Ses professeurs au Conservatoire à Lisbonne ne croyaient pas en son talent pour les planches et il n’a jamais rêvé d’être dramaturge, mais c’est comme si les fées du théâtre s’étaient penchées sur le berceau de Tiago Rodrigues, le nouveau directeur du Festival d’Avignon.

Premier étranger à être nommé à la tête de la prestigieuse manifestation théâtrale depuis sa fondation par Jean Vilar en 1947, ce Portugais de 45 ans préfère parler de " coïncidences poétiques " qui ont jalonné sa vie.
Comme ce " début d’un amour mutuel " en 2015, quand il est venu pour la première fois dans la cité des papes pour présenter sa version d’" Antoine et Cléopâtre " de Shakespeare. " Venir à Avignon, c’est comme si on rencontrait Antigone. J’ai été bouleversé, je suis tombé amoureux et, là, on s’est marié ", plaisante-t-il.

L’artiste, dont le débit de parole rapide tranche avec le calme qu’il dégage, a beaucoup de projets pour " le plus beau festival au monde ", à commencer par " une langue invitée " chaque année. Pour sa première édition en juillet 2023, " ça sera l’anglais, avec plusieurs pièces " venant par exemple de Grande-Bretagne, du Nigeria ou d’Afrique du Sud, " pour redécouvrir la diversité de cette langue dominante, ses grands trésors culturels, mais aussi ses problèmes historiques et coloniaux ".

À l’heure du Brexit, " nous avons le devoir en Europe de créer de nouveaux tunnels, de nouveaux ponts ". De nouvelles passerelles aussi avec des artistes qui auraient " une vision opposée du théâtre " que la sienne : " On doit se permettre une contradiction esthétique et même politique ", martèle-t-il.
Il compte approfondir le travail déjà entamé par son prédécesseur, Olivier Py, pour faciliter l’accès au festival des jeunes et du public éloigné en instaurant une sorte de " première fois à Avignon " ; et développer la " conscience écologique " en favorisant " les pratiques durables " au niveau de la production des spectacles.

Les amateurs de théâtre le connaissent bien depuis " By Heart " (2014), lorsqu’il fait apprendre aux spectateurs par cœur le sonnet 30 de Shakespeare.
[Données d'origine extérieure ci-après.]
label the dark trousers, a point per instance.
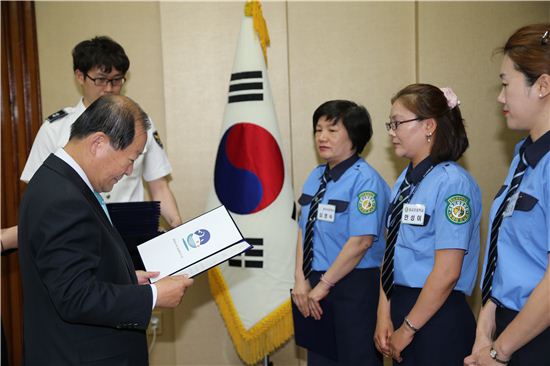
(354, 301)
(445, 340)
(534, 353)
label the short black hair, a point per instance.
(101, 52)
(428, 101)
(114, 115)
(355, 118)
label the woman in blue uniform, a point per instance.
(341, 235)
(513, 324)
(432, 245)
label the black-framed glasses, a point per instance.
(101, 81)
(392, 125)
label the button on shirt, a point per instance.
(360, 197)
(452, 202)
(524, 236)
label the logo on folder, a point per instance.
(196, 239)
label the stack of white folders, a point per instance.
(195, 246)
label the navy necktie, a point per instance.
(487, 286)
(395, 221)
(311, 219)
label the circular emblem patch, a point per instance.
(366, 202)
(458, 209)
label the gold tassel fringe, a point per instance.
(253, 9)
(264, 337)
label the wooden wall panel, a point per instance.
(21, 118)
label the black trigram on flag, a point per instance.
(246, 86)
(253, 258)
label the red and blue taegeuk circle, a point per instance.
(249, 172)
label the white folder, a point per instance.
(195, 246)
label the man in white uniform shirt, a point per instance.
(100, 65)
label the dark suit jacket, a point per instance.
(82, 303)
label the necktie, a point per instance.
(395, 221)
(311, 218)
(103, 205)
(492, 258)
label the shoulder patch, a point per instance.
(157, 139)
(458, 209)
(57, 115)
(366, 202)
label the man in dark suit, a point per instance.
(84, 303)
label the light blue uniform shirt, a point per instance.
(360, 196)
(524, 237)
(452, 202)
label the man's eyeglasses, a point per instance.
(118, 81)
(392, 125)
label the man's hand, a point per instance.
(170, 290)
(143, 277)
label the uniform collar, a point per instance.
(339, 169)
(415, 175)
(534, 151)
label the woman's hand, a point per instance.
(317, 294)
(382, 334)
(300, 294)
(481, 358)
(399, 340)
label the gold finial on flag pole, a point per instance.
(253, 9)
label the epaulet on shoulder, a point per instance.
(57, 115)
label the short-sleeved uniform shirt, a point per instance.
(55, 132)
(360, 197)
(524, 236)
(452, 202)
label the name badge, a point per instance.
(413, 214)
(326, 212)
(511, 205)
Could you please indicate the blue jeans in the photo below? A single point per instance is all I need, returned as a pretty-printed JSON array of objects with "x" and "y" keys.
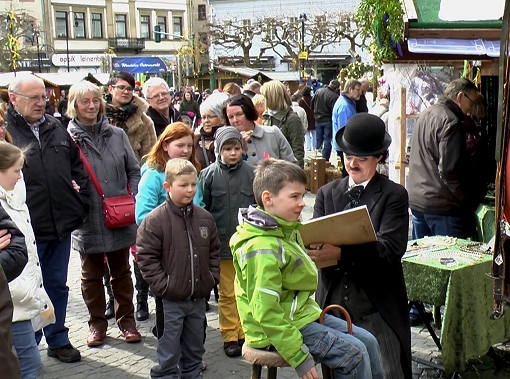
[
  {"x": 26, "y": 348},
  {"x": 54, "y": 259},
  {"x": 310, "y": 140},
  {"x": 355, "y": 356},
  {"x": 323, "y": 133},
  {"x": 426, "y": 224}
]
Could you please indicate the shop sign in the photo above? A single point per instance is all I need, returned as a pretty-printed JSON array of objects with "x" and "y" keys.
[
  {"x": 139, "y": 64},
  {"x": 77, "y": 60}
]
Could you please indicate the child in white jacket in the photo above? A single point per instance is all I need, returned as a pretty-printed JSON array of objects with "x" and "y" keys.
[{"x": 32, "y": 307}]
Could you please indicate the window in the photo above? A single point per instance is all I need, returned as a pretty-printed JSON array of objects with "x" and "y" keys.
[
  {"x": 177, "y": 26},
  {"x": 145, "y": 27},
  {"x": 97, "y": 25},
  {"x": 120, "y": 26},
  {"x": 202, "y": 14},
  {"x": 293, "y": 29},
  {"x": 162, "y": 26},
  {"x": 29, "y": 33},
  {"x": 79, "y": 24},
  {"x": 271, "y": 29},
  {"x": 60, "y": 18}
]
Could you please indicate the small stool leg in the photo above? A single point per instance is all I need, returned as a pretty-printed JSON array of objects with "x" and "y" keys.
[
  {"x": 256, "y": 371},
  {"x": 271, "y": 372},
  {"x": 327, "y": 373}
]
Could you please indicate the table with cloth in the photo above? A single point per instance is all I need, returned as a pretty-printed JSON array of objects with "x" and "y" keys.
[{"x": 452, "y": 272}]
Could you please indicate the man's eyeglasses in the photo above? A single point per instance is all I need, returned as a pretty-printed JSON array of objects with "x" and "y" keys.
[
  {"x": 122, "y": 88},
  {"x": 33, "y": 99},
  {"x": 158, "y": 95},
  {"x": 86, "y": 102},
  {"x": 466, "y": 95}
]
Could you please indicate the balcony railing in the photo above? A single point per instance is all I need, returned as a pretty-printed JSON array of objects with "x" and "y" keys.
[{"x": 119, "y": 43}]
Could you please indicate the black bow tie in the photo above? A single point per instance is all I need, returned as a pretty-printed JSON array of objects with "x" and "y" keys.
[{"x": 354, "y": 195}]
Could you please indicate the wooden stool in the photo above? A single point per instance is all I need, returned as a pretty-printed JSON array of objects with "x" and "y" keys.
[
  {"x": 258, "y": 358},
  {"x": 272, "y": 360}
]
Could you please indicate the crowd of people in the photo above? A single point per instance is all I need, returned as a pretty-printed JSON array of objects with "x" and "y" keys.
[{"x": 216, "y": 192}]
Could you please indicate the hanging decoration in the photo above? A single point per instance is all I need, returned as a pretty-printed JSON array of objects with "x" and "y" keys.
[
  {"x": 384, "y": 28},
  {"x": 12, "y": 41}
]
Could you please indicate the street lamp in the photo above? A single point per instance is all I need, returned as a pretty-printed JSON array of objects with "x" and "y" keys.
[
  {"x": 36, "y": 34},
  {"x": 67, "y": 35},
  {"x": 303, "y": 55}
]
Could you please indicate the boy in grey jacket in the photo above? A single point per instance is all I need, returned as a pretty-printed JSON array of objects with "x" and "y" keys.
[
  {"x": 227, "y": 185},
  {"x": 178, "y": 255}
]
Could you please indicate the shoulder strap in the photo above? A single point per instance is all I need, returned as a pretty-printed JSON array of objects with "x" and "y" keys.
[
  {"x": 92, "y": 176},
  {"x": 206, "y": 157},
  {"x": 89, "y": 170}
]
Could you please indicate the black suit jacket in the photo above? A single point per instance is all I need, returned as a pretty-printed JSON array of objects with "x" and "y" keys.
[{"x": 376, "y": 267}]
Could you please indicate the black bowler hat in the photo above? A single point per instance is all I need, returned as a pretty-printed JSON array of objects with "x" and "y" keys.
[{"x": 363, "y": 135}]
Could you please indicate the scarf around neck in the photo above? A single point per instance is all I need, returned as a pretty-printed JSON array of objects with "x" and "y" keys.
[{"x": 118, "y": 116}]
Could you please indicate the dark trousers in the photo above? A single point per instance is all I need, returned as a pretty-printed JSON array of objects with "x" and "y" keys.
[
  {"x": 54, "y": 260},
  {"x": 323, "y": 134},
  {"x": 92, "y": 270},
  {"x": 181, "y": 348}
]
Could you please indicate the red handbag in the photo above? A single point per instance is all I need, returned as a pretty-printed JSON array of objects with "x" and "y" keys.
[{"x": 118, "y": 211}]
Il présente cet automne pas moins de quatre pièces à Paris, dont " Chœur des amants ", une " sequel " d’une première pièce, et " Entre les lignes ", sur le rapport acteur-metteur en scène.

Au Théâtre parisien de l’Odéon, il reprend Dans la mesure de l’impossible, une immersion dans la vie d’un travailleur humanitaire, et, aux Bouffes du Nord, autre salle parisienne, il présente une pièce controversée dans son pays : Catarina ou la beauté de tuer des fascistes, une dystopie fondée sur l’idée " d’une victoire de l’extrême-droite au Portugal en 2028 ". " Elle pose un paradoxe : doit-on être tolérant envers les intolérants au risque de sortir du jeu démocratique ? "

Ces deux pièces reposent comme souvent dans son travail sur une " recherche journalistique ou documentaire ". Rien de surprenant venant du fils d’un journaliste et d’une médecin, deux intellectuels qui ont participé à la révolution des Œillets. " Mon père a dû s’exiler pendant la dictature (salazariste) en France ", raconte-t-il. Né à Lisbonne après la révolution, il a été " très marqué par la mémoire des gens qui se sont battus contre le fascisme et la dictature ". Il garde le souvenir, chaque 25 avril, de la grande marche pour le Jour de la Liberté. D’ailleurs, " l’Avenida da Liberdade se terminait en face " … du Théâtre national Dona Maria II, qu’il dirigea pendant sept ans.

En rejoignant le Conservatoire de Lisbonne, les débuts ne sont pourtant pas prometteurs, ses professeurs n’étant pas convaincus par son talent. " Ils avaient peut-être raison ", rit-il. Il enchaîne journalisme télévisé, écriture de poèmes, cinéma, mais sait qu’il veut faire du théâtre après une rencontre avec le célèbre collectif flamand " tg STAN ", avec qui il joue partout en Europe. " De cette expérience, j’ai gardé le goût “du travail collectif, le refus de la hiérarchie et l’amour des mots”, souligne-t-il.